The control group followed a low Fermentable Oligosaccharides, Disaccharides, Monosaccharides, and Polyols (FODMAP) diet for 4 weeks and received 10 days of 1200 mg rifaximin for H2-positive, or rifaximin + 1000 mg neomycin for CH4-positive.
The intervention group completed the same protocol as the control group, but also received antimicrobial herbs, probiotics, and prebiotics. Each ingredient was chosen for its benefit in treating SIBO, correcting dysbiosis, supporting intestinal barrier integrity, and/or decreasing IBS symptoms. Treatment was separated into 2 phases:
- Phase 1 (eradication): Following the 10 days of prescriptive antibiotics, those with H2 received 20 days of capsules containing botanical oils (Origanum vulgare, Cinnamomum cassia, Citrus limon, Mentha piperita) as well as berberine. The patients with elevated CH4 received 20 days of the probiotic Saccharomyces boulardii and the botanical product, as well as a wormwood supplement. Minor adjustments were made to the protocols depending on tolerability, and some of the herbs were replaced with other products.
- Phase 2 (mucosal recovery): Both the H2 and CH4 groups received 6 weeks of a Bifidobacterium and Lactobacillus-based probiotic and 10 g L-glutamine. The H2 group also received 5 g of partially hydrolyzed guar gum. The rationale for including this prebiotic for the H2 group, but not the CH4 group, was that it was shown to improve stool consistency in diarrhea. Patients with CH4 tend more towards constipation.
The results showed improvement in GI symptoms and clinical remission rates in the intervention group, especially the CH4 group. There were no significant differences in the normalization of breath gases between the control group and the intervention group, suggesting that the addition of herbal antimicrobial supplements to standard treatment does not improve test results. Most clinicians either treat with the standard antibiotics or antimicrobial herbs or a combination, not both sequentially as in this study.

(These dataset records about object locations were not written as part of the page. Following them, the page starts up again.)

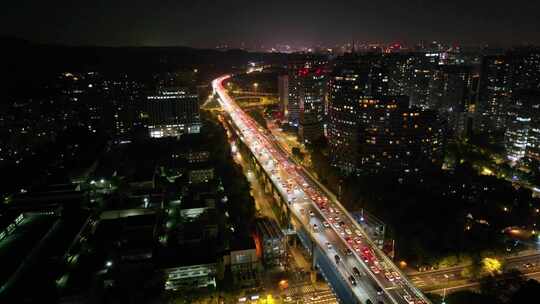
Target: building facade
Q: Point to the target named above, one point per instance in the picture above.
(173, 112)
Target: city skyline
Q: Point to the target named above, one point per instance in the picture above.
(300, 23)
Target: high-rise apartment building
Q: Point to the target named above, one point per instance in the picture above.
(522, 136)
(283, 93)
(347, 83)
(311, 95)
(494, 93)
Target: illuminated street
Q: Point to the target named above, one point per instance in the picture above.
(356, 258)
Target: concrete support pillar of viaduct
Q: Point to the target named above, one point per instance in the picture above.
(313, 270)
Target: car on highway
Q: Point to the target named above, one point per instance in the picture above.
(408, 299)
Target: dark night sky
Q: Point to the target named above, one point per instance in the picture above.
(205, 23)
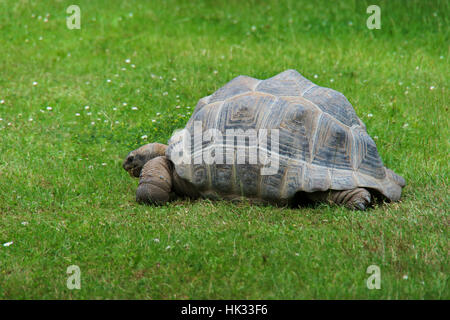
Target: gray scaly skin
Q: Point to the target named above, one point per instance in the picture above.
(159, 183)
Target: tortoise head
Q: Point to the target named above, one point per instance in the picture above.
(136, 159)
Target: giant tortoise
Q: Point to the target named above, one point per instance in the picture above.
(321, 149)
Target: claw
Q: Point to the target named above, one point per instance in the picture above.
(360, 206)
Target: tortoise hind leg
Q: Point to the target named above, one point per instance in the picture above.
(358, 198)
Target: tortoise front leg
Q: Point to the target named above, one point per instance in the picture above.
(155, 182)
(358, 198)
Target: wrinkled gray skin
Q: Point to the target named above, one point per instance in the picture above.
(159, 182)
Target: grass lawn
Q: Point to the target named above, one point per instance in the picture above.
(73, 103)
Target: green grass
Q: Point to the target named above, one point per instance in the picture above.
(62, 175)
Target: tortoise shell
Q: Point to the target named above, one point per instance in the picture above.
(322, 144)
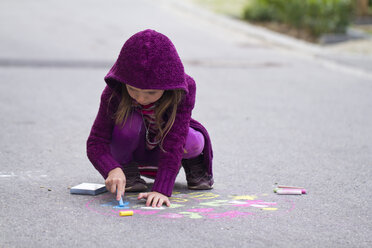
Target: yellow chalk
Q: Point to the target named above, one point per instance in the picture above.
(126, 213)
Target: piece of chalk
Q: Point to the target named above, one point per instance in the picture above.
(303, 191)
(289, 187)
(126, 213)
(121, 203)
(290, 191)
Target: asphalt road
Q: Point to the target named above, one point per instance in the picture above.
(275, 116)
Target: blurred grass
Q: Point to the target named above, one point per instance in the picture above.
(233, 8)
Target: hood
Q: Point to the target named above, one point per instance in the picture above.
(148, 60)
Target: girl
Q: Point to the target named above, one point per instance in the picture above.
(144, 125)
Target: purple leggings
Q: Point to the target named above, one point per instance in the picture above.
(128, 143)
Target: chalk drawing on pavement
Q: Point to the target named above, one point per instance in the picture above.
(196, 205)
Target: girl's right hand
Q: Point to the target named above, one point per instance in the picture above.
(115, 182)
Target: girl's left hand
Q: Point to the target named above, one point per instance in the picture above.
(155, 199)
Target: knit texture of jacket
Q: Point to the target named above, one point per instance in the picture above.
(148, 60)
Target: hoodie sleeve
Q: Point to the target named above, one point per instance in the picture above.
(170, 161)
(98, 143)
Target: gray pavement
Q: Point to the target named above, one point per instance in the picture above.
(276, 114)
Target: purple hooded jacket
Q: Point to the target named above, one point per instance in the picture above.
(148, 60)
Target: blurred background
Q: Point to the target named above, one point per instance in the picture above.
(311, 20)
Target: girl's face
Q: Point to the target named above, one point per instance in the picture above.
(144, 97)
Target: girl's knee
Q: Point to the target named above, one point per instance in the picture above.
(194, 144)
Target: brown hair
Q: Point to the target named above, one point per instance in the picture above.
(165, 110)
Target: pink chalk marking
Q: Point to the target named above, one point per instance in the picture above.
(228, 214)
(137, 211)
(200, 210)
(248, 203)
(171, 216)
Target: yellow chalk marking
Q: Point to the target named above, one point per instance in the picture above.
(126, 213)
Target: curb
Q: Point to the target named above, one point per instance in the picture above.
(314, 51)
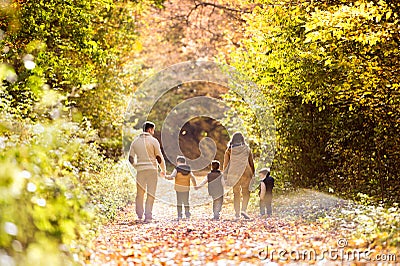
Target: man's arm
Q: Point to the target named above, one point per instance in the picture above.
(251, 162)
(263, 190)
(159, 157)
(132, 154)
(202, 183)
(227, 156)
(193, 178)
(172, 175)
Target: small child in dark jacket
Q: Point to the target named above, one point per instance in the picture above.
(183, 177)
(266, 186)
(215, 187)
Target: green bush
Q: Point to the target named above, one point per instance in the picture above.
(53, 184)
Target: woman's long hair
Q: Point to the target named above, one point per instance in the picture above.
(237, 140)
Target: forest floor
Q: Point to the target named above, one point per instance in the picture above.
(295, 234)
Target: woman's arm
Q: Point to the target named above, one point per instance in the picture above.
(227, 157)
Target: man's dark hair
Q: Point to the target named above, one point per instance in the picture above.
(215, 165)
(180, 159)
(148, 125)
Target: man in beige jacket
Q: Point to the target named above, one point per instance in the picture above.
(145, 155)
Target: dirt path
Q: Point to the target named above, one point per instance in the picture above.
(293, 230)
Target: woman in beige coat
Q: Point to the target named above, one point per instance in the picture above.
(238, 171)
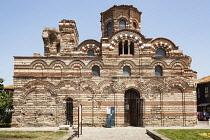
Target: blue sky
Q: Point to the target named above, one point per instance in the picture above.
(185, 22)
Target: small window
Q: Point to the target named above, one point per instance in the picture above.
(90, 53)
(95, 71)
(126, 71)
(160, 53)
(158, 71)
(134, 26)
(126, 48)
(58, 48)
(109, 29)
(122, 24)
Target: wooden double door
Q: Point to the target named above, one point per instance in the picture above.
(133, 108)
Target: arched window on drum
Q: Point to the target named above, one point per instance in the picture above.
(158, 71)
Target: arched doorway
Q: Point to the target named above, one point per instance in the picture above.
(69, 111)
(133, 108)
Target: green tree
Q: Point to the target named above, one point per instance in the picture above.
(5, 104)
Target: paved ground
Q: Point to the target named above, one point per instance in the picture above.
(117, 133)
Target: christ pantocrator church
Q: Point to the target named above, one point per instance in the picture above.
(148, 81)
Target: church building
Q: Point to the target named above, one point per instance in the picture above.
(148, 81)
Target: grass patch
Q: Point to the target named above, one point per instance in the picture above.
(185, 134)
(34, 135)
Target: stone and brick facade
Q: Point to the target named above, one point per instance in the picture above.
(148, 81)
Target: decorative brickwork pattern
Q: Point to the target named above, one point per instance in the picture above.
(140, 96)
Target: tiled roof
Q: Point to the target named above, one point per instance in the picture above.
(204, 79)
(9, 87)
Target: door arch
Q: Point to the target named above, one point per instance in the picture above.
(69, 111)
(133, 108)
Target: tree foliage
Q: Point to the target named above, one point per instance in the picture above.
(5, 103)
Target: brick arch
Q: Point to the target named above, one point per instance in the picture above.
(133, 88)
(125, 34)
(174, 62)
(90, 44)
(97, 63)
(163, 64)
(31, 86)
(127, 63)
(163, 43)
(178, 83)
(39, 62)
(158, 83)
(104, 83)
(89, 89)
(131, 84)
(78, 63)
(67, 82)
(89, 83)
(58, 62)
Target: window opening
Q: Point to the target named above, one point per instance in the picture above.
(126, 71)
(126, 48)
(134, 25)
(58, 48)
(90, 53)
(69, 111)
(122, 24)
(109, 29)
(160, 53)
(158, 71)
(95, 71)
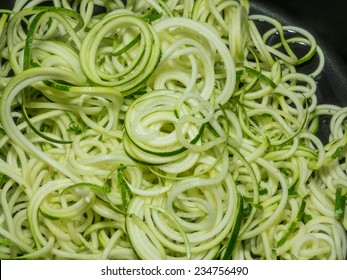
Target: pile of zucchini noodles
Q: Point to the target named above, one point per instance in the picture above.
(165, 130)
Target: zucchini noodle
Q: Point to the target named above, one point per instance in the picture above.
(165, 130)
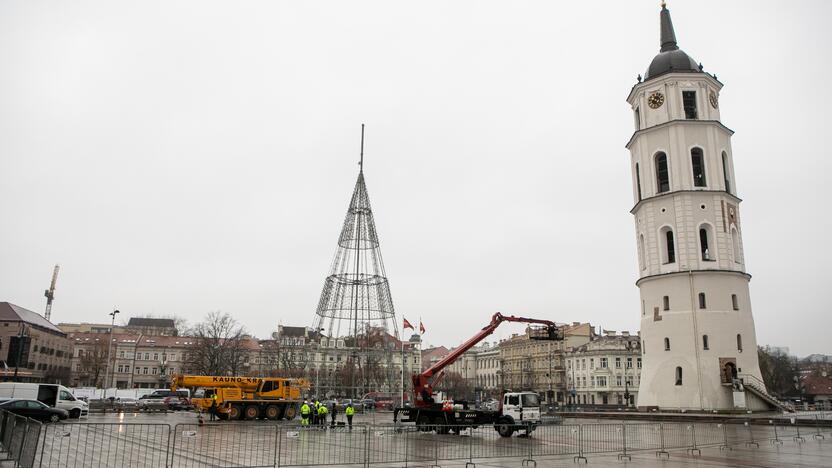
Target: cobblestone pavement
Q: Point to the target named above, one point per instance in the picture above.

Because this study involved many variables, these results have multiple explanations. However, the bottom line is that adjunctive therapies resulted in greater clinical improvement.
Conclusions
Best practices for comprehensive SIBO management are evolving. Two recent reviews looked at the benefits of prebiotics, probiotics, and prokinetics as part of a comprehensive SIBO treatment program. Prokinetic agents were not used in this study, but are important following SIBO treatment to ensure proper motility, which is a risk factor for SIBO development. From my experience working at a lab that does SIBO breath testing, the clinicians who focus on overall gut health usually see the best results and are the most successful at preventing recurrence.